Tarih:
10.11.2015
Bu korku mu nefret mi?
Şahin Mengü: Korkmamanız gerekir, Atatürkçüler egemen olduğu gün, bu ülkede hukuk egemen olacağı için her birey özgür olacaktır.
Son yıllarda bazılarında, özellikle de 1 Kasım seçimlerindeki büyük hezimetten sonra, Cumhuriyet Halk Partisi köklerine dönecek diye büyük bir korku başladı.Cumhuriyet Halk Partisi’nin özüne dönmesi demek,bugün inkar edilen devrimci, halkçı ve laik niteliklerine geri dönmesi demektir.
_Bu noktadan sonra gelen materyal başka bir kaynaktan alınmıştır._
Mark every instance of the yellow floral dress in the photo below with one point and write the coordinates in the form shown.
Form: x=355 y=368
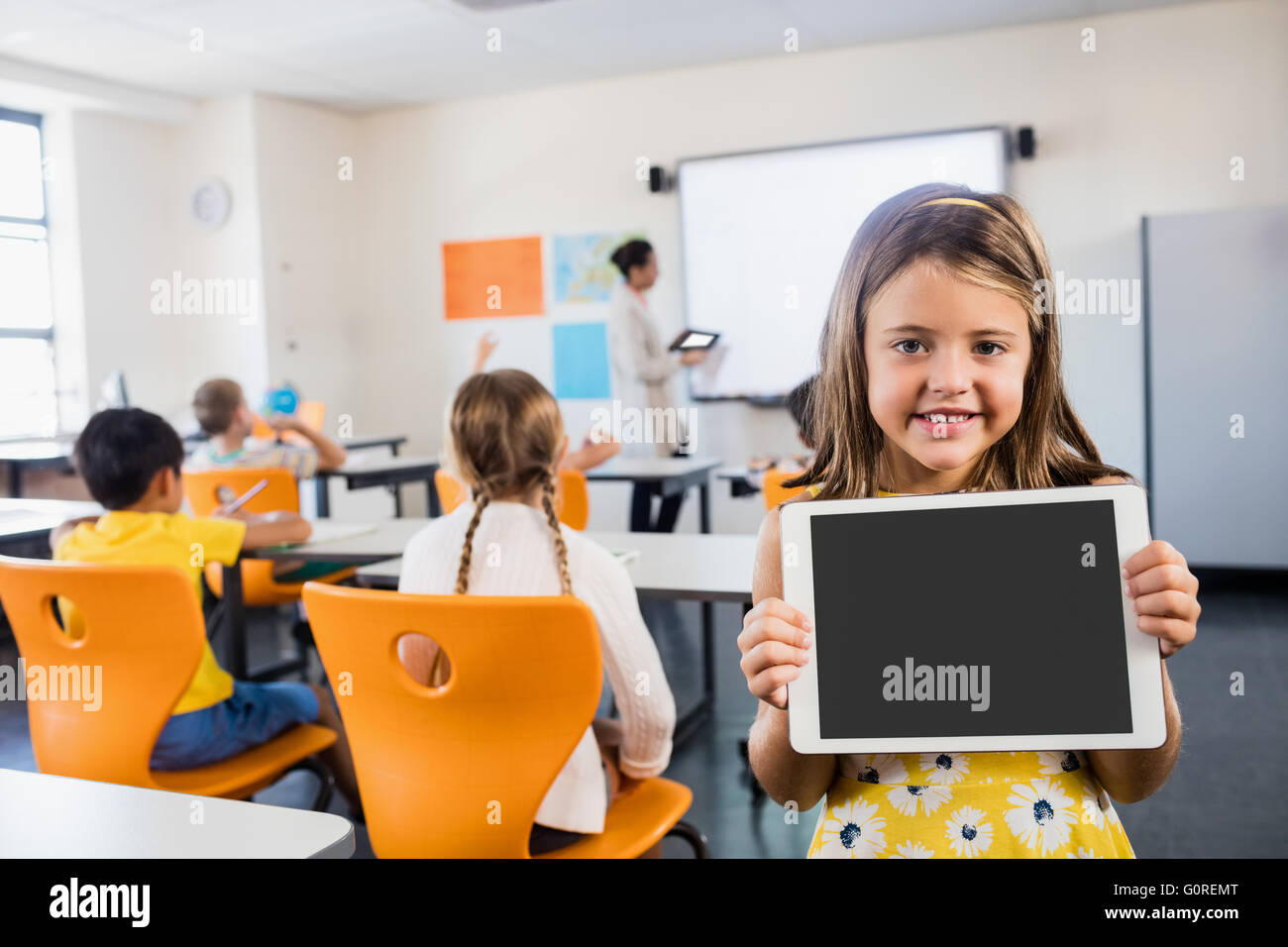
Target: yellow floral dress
x=1022 y=804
Cumhuriyet Halk Partisi’nin devrim anlayışı sürekliliği içerir, Bir dönem de gerçekleştirilen köklü değişiklik boyutuyla sınırlı kalamaz.Bu ilericiliğinin gereğidir.
Bunu anlayabilmek için 1961 Anayasasının hazırlanmasında, eğer çağdaş uygarlığa hakim olmuş görüşler egemen olmuşsa, bunda Cumhuriyet Halk Partisi’nin 12 Ocak 1959 daki 14. Kurultayında kararlaştırdığı ilk hedefler bildirgesinin büyük katkısı olmuştur.
Cumhuriyet Halk Partisi etnik kördür. Ama etnik kör olmak demek bölücüleri CİA ajanlarını kucaklamak değildir.
Cumhuriyet Halk Partisi Kürt kökenli vatan evlatlarını, bazılarının söylediği gibi dışlamaz; tam aksine onları ağaların, şeyhlerin, derebeylerin kulları olmaktan kurtarıp, birey olabilmeleri için çaba sarf eder.
O bölgeyle ilgili Cumhuriyet Halk Partisi eleştirilecekse, planlayıp da gerçekleştiremediği toprak reformu nedeniyle eleştirilebilinir.
Eğer zamanında, yani 1930’larda o toprak reformu gerçekleştirilebilseydi, Türkiye bugün birinci sınıf bir demokrasiye sahip olurdu.
Cumhuriyet Halk Partisi geçmişinde merkez sağdan bir çok siyaset adamına kapılarını açmıştır. Ama onlar kendi düşüncelerini partiye taşımadılar, bu partinin değerlerini benimseyerek geldiler.
Hürriyet Partisinden ayrılanların Cumhuriyet Halk Partisine katılmaları bunun çarpıcı örneğidir.
Cumhuriyet Halk Partisi köklerine döndüğü zaman, Genel Başkanlar ABD büyük elçileri ile otel köşelerinde gizli saklı görüşmeler yapmazlar, açıkça görüşürler.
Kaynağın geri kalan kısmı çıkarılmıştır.